In 2006 she designed and produced the hot lunch program at the Oakland Community Charter School. In the fall of 2006, Wendy worked on the Alexander Valley Vineyard in Healdsburg, CA as the assistant chef in residence for the grape harvest and crush season.
She has been member of Slow Food, the Weston A. Price Foundation, and the National Association of Nutrition Professionals


Joe Meade- Teacher, fermentation and burrito expert Joe is a passionate home cook, artist, storyteller and character. He teaches the Indian class as well the Yoga of Cooking. He has cooked for a thousand people at festivals, run a bed and breakfast and been a vegetarian for 25 years. He is a new father and looks forward to cooking colorful baby mashes soon!

 

 

 


Pauli Halstead
Pauli Halstead, author of Primal Cuisine, Cooking for the Paleo Diet, will teach why the primal diet of our ancestors is the most successful from an evolutionary standpoint and the diet that we will thrive on today. The class focuses on protein from exclusively grass-fed meat, wild fish, healthy fats, non-starchy organic vegetables, nuts, seeds and berries as key to the primal diet.

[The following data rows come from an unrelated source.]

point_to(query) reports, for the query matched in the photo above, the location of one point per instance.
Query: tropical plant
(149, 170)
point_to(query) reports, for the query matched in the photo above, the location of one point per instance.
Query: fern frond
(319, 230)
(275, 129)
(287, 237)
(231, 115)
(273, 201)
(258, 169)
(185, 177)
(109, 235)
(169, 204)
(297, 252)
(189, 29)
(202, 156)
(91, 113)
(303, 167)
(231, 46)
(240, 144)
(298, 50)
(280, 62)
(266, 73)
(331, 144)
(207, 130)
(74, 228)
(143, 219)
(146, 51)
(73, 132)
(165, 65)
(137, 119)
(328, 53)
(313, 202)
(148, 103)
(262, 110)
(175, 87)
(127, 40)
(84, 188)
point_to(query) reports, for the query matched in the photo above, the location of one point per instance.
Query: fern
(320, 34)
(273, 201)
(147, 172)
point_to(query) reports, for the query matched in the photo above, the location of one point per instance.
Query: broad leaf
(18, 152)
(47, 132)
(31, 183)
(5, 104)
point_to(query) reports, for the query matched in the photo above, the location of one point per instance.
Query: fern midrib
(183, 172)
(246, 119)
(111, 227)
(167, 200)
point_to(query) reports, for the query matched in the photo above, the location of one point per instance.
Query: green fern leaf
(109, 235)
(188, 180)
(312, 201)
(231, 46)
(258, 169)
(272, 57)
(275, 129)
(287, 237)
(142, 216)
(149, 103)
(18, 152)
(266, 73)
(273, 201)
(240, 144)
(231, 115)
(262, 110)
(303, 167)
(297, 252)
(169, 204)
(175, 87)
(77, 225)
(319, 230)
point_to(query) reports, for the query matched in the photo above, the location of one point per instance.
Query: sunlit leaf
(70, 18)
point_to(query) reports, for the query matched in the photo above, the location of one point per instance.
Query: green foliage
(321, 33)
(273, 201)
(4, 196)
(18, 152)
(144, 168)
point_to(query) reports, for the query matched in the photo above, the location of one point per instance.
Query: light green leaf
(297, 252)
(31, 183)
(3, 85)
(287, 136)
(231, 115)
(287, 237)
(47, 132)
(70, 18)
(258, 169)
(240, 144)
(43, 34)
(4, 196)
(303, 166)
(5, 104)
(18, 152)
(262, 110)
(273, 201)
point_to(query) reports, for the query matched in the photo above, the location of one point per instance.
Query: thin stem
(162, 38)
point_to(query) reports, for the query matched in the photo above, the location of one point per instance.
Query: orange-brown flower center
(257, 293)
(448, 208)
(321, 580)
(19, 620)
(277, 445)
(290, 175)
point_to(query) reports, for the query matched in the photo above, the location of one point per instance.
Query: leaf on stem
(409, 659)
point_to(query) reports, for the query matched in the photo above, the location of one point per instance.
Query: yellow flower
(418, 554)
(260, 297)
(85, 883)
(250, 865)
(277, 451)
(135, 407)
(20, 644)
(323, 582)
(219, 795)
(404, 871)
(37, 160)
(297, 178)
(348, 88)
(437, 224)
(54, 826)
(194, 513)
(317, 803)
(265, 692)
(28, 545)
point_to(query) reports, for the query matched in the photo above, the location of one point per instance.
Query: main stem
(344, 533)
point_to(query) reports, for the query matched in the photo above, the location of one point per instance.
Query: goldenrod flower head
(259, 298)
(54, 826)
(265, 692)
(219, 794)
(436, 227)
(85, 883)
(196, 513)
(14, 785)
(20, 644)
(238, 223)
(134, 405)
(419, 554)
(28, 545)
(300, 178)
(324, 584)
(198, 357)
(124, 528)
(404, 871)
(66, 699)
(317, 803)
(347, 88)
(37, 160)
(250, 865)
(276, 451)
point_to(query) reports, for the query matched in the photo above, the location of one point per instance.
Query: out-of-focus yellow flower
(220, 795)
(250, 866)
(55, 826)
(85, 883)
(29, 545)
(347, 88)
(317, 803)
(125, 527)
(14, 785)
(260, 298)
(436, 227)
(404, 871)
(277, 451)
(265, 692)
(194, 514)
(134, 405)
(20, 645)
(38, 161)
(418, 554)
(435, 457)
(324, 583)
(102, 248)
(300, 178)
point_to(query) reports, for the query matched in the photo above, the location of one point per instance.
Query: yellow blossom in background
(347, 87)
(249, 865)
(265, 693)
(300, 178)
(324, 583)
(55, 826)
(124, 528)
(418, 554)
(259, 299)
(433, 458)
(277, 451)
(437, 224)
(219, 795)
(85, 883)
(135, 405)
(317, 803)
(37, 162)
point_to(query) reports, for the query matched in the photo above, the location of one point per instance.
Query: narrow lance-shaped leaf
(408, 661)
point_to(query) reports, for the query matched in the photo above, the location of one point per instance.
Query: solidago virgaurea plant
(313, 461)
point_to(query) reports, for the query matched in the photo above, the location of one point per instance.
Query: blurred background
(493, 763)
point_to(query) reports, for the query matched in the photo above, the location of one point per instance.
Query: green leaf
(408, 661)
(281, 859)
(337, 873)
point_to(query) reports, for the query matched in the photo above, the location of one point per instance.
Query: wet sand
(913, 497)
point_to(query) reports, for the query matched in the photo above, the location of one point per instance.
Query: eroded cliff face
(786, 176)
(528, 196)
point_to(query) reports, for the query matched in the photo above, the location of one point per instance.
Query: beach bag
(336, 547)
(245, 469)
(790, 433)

Pauli’s culinary career began in San Francisco in 1975 when she opened Pauli’s Café, a wonderful neighborhood restaurant on the corner of Fillmore and Washington streets. She also ran a successful catering business, The Best of Everything, in the Napa Valley for over twenty years. Pauli now has a new venture, Sierra Farm to Table, with her partner, Shanan Manuel, which features local and regionally sourced food from Nevada County.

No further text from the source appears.